オフィスの消費電力を「見える化」する「スマート」なコンセントとは

オフィスでの節電のカギは、コンセントの消費電力の「見える化」

暑い夏。「クールビズ」という言葉を環境省が発表したのは2005年。以来、夏季のオフィスでは「ノージャケット・ノーネクタイ」「室内温度を28℃に設定」が一般的になりました。

こういった節電への意識は、東日本大震災以降、特に高まってきています。オフィスでの消費電力を抑えるには、エアコン設定温度だけではなく、さまざまな取り組みが必要です。財団法人省エネルギーセンターの調べでは、オフィスで使われる電力の割合は、空調が28%であるのに対し、照明が40%で、コンセントが32%。エアコンや照明と合わせて、「コンセントで使用する消費電力をいかに抑えるか」も大切です。そのための有効な手段として注目されているのが、消費電力の「見える化」です。

コンセントごとに消費電力を把握できる「スマートコンセント」

エアコンであれば設定温度を調整したり、照明ならこまめに消灯したりできますが、コンセントは、ぱっと見ただけではどれだけ電力が消費されているのか分かりません。また、コンセントごとの使用状況を把握する実用的な手段も、これまではありませんでした。

コンセントごとの消費電力を個別に把握して「見える化」できれば、「不要な消費電力をなくそう」という意識を多くの人に持っていただけるのではないか。そんな想いから、富士通研究所は「スマートコンセント」を開発しました。

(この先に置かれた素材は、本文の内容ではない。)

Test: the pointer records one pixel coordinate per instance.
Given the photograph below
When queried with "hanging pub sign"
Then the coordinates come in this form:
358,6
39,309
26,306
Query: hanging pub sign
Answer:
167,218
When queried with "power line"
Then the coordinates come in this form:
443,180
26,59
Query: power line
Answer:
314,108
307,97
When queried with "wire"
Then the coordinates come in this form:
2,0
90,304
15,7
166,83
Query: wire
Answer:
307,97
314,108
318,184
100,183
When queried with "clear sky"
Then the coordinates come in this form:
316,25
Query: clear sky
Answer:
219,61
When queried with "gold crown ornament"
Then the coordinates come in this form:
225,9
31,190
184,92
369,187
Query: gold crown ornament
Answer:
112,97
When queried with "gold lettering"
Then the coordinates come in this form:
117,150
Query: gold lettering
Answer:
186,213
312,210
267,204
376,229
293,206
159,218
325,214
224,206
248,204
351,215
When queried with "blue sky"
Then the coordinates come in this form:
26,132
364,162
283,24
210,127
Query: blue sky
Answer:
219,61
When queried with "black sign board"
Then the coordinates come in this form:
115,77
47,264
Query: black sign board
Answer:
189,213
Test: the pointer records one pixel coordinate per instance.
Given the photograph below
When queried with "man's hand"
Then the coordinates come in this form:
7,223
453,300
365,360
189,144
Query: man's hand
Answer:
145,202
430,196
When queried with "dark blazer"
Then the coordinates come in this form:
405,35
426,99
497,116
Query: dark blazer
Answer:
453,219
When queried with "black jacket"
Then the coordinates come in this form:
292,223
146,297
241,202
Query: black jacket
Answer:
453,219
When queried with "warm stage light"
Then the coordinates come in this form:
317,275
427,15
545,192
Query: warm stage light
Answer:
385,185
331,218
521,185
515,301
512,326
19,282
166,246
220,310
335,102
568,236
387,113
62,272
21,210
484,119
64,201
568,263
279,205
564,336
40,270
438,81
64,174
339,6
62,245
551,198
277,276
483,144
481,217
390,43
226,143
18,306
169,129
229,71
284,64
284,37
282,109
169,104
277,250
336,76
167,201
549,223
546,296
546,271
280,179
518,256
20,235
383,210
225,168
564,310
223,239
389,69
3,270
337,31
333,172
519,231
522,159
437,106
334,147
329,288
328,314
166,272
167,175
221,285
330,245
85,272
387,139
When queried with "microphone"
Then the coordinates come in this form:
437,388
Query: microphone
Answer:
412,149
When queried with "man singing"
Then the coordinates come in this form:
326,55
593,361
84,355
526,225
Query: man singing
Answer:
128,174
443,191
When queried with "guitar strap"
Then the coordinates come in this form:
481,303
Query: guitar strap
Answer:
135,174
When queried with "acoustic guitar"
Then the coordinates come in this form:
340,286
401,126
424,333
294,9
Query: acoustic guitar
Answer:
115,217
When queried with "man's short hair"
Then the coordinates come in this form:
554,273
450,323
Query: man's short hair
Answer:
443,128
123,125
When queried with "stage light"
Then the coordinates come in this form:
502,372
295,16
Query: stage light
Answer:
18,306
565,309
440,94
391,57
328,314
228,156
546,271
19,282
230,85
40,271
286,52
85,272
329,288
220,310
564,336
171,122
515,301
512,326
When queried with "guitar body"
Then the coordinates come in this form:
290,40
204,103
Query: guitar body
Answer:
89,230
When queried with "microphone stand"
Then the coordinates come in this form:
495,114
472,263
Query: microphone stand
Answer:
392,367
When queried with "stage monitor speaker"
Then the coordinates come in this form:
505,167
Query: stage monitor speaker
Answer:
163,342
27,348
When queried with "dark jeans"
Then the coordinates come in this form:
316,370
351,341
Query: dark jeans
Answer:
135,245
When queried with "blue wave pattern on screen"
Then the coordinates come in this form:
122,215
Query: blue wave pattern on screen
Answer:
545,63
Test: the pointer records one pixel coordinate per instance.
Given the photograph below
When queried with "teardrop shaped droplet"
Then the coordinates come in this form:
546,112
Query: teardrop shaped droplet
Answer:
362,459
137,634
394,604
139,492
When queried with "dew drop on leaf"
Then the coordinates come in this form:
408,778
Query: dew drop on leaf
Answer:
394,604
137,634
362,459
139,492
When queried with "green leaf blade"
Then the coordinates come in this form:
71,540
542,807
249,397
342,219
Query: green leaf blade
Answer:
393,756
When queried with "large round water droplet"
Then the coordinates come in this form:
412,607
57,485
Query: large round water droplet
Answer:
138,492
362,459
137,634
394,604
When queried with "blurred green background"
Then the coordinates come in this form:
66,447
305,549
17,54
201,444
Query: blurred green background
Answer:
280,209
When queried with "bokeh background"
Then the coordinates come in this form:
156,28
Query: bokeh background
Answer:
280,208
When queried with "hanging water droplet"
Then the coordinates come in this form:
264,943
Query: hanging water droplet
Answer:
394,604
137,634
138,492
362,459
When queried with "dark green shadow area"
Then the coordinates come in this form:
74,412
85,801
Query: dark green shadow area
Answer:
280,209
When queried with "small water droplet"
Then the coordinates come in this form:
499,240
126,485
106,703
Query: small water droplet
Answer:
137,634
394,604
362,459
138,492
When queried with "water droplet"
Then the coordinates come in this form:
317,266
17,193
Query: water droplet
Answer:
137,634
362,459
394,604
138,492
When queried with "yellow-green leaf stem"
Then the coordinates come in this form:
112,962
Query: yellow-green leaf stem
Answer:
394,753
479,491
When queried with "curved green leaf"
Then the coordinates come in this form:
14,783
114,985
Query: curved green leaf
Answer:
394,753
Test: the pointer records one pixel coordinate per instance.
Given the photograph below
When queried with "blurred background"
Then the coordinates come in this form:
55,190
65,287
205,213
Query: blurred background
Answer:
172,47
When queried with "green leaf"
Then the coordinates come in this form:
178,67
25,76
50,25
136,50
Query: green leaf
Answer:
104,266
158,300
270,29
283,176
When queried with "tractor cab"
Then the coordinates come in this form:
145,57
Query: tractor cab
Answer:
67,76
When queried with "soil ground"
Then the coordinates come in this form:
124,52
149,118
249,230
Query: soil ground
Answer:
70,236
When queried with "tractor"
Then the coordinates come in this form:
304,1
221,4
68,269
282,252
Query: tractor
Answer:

スマートコンセントは、コンセントごとに1W単位の変化を検出可能な電源タップ型コンセントです。USBポート経由でパソコンの画面に測定値を表示できるほか、ゲートウェイ機器につなぐことで、オフィス全体のコンセントの測定値をネットワーク経由で収集し、消費電力を「見える化」することが可能です。

グリーンなワークスタイルへの意識向上を目指して

このスマートコンセントを使って、実際にどのくらい消費電力を抑えることができるのでしょうか。横浜市役所様と共同で実施した実験では、デスクトップパソコン1台につき平均13Wh(約20%)、ノートパソコン1台につき平均1.0Wh(約5%)の消費電力を削減できました。

スマートコンセントの使用により、企業や自治体などでは、部署単位や個人単位で消費電力を集計して比較結果を表示したり、普段使用しているスケジューラと連携させて、省エネへの意識を高めることができます。また、テナントビルなど設備に手を加えられない場合でも、工事不要で導入が可能です。

今後は、消費電力のデータをネットワーク経由でデータセンターに送信して集計し、管理者がWebで閲覧できるようにするほか、発電・蓄電設備とも連動させて、オフィス全体のエネルギーマネジメントへの応用が考えられます。富士通では、環境に優しい「グリーンなワークスタイル」への意識を高められるような製品の開発を、今後も目指していきます。